How good is your SQL Kung-Fu?

envo

Expert Member
Joined
Jan 14, 2014
Messages
3,265
Reaction score
437
I need some help and I don't know if this is possible or not

I have a query that returns a few hundred thousand records based on some specific criteria management needs to see.

I need to return that data including any data that wasn't returned in the initial query (left joins and such isn't possible in this one)

Is it possible to do something like:

select some,data from query_using_table
union all
select other,data from data_from_same_table_as_above where records not in (select_query_above)

Or do I have to do crap like temp tables to get what I want?
 
I think you can use the following.

select some,data from query_using_table where some_where_clause
union
select some,data from data_from_same_table_as_above

Read up on how union works, but basically a union should contain all entries which have not been found yet.
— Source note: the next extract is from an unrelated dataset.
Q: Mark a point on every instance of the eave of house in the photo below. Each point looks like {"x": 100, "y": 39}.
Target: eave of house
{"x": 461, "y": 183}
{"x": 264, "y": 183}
To differentiate between the 2 sets of data you could add a column to both queries with some identifier like 1 or 2. You can call that column anything as long as they are both the same in the 2 queries.
 
Temp tables would be easiest, but i would just use Cursors.
 
I need some help and I don't know if this is possible or not

I have a query that returns a few hundred thousand records based on some specific criteria management needs to see.

I need to return that data including any data that wasn't returned in the initial query (left joins and such isn't possible in this one)

Is it possible to do something like:

select some,data from query_using_table
union all
select other,data from data_from_same_table_as_above where records not in (select_query_above)

Or do I have to do crap like temp tables to get what I want?

Woah there cowboy

Cr@p like temp tables ?

I think you will find that when working with a large amount of data like that temp tables are your friend.

I'd say most definitely go the temp table route, performance will be vastly superior.

EDIT: I see you want to basically run the same query twice, so this is probably the best reason to use a temp table.
 
Errr,i don't get it, so you are selecting -everything- from the table anyway? What is the difference between the 2 queries then?

If TableX have 100k rows in it, and you are going to return all 100k , why aren't you doing this in 1 single select statement? Why are you doing 2 statements? Is there a difference between the 2 data sets?

I would probably first try something like this, depending on how complicated the difference between the 2 datasets are i.e


SELECT
(CASE WHEN {whatever you used in your where clause for first dataset}
THEN 'Group 1' ELSE 'Group 2' END) AS [Category] ,

(all the other columns you need here)

FROM TableX


So you don't have a where clause, since you are returning all the data anyway ?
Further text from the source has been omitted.